Fullness cues are equally important. When your baby is done, they’ll close their mouth, turn their head away from the bottle or breast, and relax their hands. If you notice these signals partway through a bottle, it’s better to stop than to encourage them to finish. Ignoring satiety cues has been linked to overfeeding, and at this age, your baby’s stomach is still quite small, holding roughly 4 ounces comfortably.

Signs You May Be Overfeeding

Overfeeding is more common with bottle-fed babies because the milk flows easily regardless of how hard the baby sucks. The signs are fairly obvious once you know what to look for: frequent spitting up, gassiness, belly discomfort, loose stools, and more intense crying. An overfed baby swallows extra air along with the excess milk, which creates gas and compounds the fussiness.

If your baby regularly seems uncomfortable after feedings, try offering slightly less per bottle and feeding more frequently instead. You’ll deliver the same total volume over the day without overwhelming their small stomach in a single sitting. Paced bottle feeding, where you hold the bottle more horizontally and let the baby control the flow, also helps prevent them from gulping down more than they need.

Night Feedings at 2 Months

At this age, your baby still needs to eat overnight.

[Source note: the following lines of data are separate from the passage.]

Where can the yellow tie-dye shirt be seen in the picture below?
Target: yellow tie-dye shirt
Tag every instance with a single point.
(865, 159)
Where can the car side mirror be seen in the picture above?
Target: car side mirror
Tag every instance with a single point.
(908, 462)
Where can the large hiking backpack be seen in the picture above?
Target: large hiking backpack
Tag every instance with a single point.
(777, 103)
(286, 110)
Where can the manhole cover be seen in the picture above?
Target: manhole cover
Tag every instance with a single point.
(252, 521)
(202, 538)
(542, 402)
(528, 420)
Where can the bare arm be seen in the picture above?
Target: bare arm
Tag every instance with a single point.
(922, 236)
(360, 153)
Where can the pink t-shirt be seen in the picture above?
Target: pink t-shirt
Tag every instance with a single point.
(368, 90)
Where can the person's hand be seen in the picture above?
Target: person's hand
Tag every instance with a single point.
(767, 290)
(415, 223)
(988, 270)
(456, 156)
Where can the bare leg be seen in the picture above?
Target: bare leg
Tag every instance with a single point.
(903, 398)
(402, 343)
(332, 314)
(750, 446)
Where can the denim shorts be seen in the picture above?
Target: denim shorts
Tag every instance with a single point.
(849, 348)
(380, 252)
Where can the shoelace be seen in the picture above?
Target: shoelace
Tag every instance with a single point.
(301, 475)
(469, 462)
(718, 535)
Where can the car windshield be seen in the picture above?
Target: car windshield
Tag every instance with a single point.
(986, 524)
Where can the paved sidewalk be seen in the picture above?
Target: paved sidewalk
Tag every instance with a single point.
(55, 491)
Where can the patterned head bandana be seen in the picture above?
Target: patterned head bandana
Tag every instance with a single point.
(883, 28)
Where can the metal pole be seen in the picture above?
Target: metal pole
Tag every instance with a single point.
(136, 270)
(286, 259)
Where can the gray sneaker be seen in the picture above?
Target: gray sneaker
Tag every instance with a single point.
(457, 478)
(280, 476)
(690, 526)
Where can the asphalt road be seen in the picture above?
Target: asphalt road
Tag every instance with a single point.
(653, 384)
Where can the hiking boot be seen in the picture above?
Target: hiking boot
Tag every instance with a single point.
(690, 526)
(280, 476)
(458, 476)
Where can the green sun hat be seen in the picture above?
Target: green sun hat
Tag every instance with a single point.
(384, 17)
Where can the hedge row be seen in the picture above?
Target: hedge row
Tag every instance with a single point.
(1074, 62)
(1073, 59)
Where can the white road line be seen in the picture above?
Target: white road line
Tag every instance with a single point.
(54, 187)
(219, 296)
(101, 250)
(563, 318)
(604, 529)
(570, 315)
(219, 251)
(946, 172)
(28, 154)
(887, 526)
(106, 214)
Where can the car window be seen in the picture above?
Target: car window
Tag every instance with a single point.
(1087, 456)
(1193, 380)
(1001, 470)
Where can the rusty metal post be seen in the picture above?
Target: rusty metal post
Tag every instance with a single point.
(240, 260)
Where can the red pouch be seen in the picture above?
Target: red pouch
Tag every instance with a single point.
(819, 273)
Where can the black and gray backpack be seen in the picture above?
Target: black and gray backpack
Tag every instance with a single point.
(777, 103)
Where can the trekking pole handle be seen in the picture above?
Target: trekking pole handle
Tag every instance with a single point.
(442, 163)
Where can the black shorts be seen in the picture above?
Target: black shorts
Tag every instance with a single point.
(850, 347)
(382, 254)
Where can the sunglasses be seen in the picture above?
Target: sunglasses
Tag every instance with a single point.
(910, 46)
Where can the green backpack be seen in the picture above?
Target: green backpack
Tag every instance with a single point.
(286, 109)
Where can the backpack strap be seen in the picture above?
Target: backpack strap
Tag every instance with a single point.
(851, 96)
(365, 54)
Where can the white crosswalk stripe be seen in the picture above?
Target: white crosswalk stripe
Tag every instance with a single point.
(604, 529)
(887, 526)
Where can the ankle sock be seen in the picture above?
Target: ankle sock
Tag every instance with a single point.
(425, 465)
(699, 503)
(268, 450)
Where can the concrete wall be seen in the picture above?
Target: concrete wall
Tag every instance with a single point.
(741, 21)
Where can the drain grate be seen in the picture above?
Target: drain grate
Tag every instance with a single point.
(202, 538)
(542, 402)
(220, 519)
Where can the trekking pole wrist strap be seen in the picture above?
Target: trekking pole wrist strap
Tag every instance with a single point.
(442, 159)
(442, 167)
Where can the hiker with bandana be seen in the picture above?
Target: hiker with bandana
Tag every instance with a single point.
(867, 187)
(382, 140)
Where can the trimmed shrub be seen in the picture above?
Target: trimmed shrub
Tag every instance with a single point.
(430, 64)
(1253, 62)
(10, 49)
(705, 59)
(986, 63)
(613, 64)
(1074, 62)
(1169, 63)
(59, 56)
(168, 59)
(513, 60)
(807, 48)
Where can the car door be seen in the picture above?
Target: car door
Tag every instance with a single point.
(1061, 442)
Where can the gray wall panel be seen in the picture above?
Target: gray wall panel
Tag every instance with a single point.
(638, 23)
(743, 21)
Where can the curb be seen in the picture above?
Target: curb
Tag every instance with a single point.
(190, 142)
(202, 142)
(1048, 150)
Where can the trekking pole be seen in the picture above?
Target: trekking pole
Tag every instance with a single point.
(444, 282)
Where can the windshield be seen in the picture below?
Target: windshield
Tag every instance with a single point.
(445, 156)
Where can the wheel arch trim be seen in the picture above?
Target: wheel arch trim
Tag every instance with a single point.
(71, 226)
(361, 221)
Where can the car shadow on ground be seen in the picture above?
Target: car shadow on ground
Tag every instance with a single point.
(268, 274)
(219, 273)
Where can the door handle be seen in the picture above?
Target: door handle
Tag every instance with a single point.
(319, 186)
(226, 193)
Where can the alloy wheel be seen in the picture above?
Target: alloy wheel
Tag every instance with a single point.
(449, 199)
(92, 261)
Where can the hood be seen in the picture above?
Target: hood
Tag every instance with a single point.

Breastfed infants typically feed three to five times per night, while formula-fed babies usually need two to four nighttime feedings. Most pediatric sources recommend not letting a 2-month-old go longer than four hours without eating, even at night.

Some babies will start stretching one sleep period to four or five hours around this age, which can feel like a breakthrough. But if your baby is still waking every two to three hours, that’s completely within the normal range. Night feedings naturally decrease as your baby’s stomach grows and they take in more during the day, but at two months, expect to be up at least a couple of times.

Breastfed vs. Formula-Fed Differences

The total daily intake is similar for breastfed and formula-fed babies, but the pattern looks different. Breastfed babies eat more frequently in smaller amounts because breast milk digests faster than formula. Eight to twelve nursing sessions a day is standard. Formula-fed babies tend to eat fewer, larger meals, typically five to six bottles.

If you’re breastfeeding and pumping, the per-bottle amount when offering expressed milk should be closer to 3 to 4 ounces rather than the 5 to 6 ounces typical of a formula bottle. Breast milk bottles are smaller because breastfed babies are accustomed to more frequent, smaller feeds, and the composition of breast milk changes in ways that make each ounce slightly more efficient.

For either feeding method, the most reliable sign that your baby is getting enough is steady weight gain and regular wet diapers, at least six per day. If your baby is gaining weight on their growth curve and producing plenty of wet diapers, the exact ounce count matters less than the overall trend.